Sentenza 25095/2024 Corte Cassazione

La sentenza presa in esame, marca i confini giuridici tra la connivenza, non punibile, ed il concorso nel delitto di detenzione di stupefacenti.

La Suprema Corte ha sottolineato che la distinzione va individuata nel fatto che, nella prima ipotesi, l’agente mantiene un comportamento meramente passivo, mentre nel concorso è richiesto un contributo nell’occultamento, custodia e controllo dello stupefacente, finalizzati ad evitare che venga rinvenuto e quindi a protrarne l’illegittima detenzione.

La giurisprudenza di legittimità, in buona sostanza, ha specificato che il comportamento, estrinsecato in maniera concreta, consapevole e volontaria, nell’occultamento, custodia e controllo della sostanza stupefacente, deve essere chiaramente finalizzato ad evitare che la stessa sia rinvenuta, non essendo per altro neanche sufficiente, la conoscenza della attuazione del reato da parte di altri.

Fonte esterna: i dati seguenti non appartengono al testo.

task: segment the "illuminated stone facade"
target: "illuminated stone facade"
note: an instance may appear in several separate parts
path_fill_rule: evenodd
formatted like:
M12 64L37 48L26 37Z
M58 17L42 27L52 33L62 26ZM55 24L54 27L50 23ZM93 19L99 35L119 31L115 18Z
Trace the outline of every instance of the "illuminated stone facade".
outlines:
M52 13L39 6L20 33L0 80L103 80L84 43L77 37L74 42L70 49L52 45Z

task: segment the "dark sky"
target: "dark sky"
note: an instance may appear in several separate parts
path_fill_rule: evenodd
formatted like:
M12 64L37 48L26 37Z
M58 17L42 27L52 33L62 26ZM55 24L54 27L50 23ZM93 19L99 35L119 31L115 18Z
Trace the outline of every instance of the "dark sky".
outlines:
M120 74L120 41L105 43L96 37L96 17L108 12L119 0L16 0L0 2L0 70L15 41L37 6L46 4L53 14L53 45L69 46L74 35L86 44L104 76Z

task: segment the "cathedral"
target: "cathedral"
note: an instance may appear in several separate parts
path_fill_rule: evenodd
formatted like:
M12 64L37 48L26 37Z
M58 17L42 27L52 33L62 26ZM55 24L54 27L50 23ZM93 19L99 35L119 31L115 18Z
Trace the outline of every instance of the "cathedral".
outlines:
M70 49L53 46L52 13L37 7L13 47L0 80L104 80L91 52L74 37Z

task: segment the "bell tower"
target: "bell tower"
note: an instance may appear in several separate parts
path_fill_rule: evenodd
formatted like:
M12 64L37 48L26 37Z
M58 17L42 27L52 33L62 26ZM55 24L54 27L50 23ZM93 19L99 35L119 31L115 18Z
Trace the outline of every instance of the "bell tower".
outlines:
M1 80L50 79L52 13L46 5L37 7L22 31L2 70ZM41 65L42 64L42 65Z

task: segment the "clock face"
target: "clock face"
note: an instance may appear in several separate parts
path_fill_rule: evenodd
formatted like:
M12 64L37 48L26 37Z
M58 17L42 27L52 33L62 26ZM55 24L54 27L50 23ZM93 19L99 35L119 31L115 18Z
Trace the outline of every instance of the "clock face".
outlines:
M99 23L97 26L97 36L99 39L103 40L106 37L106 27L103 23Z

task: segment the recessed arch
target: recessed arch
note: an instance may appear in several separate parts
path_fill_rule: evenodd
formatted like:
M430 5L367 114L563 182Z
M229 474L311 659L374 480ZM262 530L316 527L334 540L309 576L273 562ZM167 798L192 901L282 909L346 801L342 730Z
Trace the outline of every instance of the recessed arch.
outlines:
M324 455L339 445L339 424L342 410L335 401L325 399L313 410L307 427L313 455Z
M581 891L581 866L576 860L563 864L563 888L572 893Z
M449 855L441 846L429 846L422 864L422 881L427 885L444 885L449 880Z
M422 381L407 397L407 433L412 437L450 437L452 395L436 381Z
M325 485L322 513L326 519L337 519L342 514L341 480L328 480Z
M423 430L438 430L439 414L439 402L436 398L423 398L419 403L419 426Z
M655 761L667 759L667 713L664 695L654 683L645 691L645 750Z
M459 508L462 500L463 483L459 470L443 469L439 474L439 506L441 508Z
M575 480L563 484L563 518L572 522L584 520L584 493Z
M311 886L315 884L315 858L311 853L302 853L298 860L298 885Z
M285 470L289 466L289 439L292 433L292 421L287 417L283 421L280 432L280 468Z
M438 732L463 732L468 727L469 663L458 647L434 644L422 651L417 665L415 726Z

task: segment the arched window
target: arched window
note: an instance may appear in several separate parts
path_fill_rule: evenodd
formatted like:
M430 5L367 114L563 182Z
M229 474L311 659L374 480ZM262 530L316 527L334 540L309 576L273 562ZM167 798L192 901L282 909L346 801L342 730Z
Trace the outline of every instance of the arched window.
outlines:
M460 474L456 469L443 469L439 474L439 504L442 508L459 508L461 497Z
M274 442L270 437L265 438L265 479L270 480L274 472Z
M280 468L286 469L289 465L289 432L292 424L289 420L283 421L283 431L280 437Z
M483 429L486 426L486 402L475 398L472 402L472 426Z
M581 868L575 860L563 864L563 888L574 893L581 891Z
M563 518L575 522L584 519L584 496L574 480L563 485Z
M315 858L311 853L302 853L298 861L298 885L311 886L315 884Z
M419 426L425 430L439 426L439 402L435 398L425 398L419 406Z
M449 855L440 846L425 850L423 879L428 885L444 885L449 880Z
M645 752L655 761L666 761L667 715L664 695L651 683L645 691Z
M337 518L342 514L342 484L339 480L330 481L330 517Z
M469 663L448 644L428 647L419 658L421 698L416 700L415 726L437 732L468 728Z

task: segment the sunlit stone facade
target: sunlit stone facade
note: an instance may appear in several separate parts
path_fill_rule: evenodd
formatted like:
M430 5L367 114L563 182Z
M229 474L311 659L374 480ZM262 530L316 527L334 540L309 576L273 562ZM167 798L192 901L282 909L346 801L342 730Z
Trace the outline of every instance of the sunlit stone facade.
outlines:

Dunque, la sola presenza sul luogo del reato, rende punibile l’agente a titolo di concorso, solo qualora abbia partecipato o comunque facilitato la realizzazione del reato, essendo consapevole del proposito criminoso dell’esecutore.
La presenza sul luogo del reato, purché non meramente casuale, deve palesare una chiara adesione alla condotta dell’autore del fatto criminoso, adatta a fornire copertura all’azione illecita. (cfr.Cass. 34985/2015)

La sottile linea di confine tra i due comportamenti, determina una ben diversa trattabilità da un punto di vista giuridico e penale, nella volontà di non punire in maniera eccessiva, chi si trova soltanto ad assistere e non attui una volontà criminosa, che si manifesti con un concorso di colpa nella fattispecie di reato.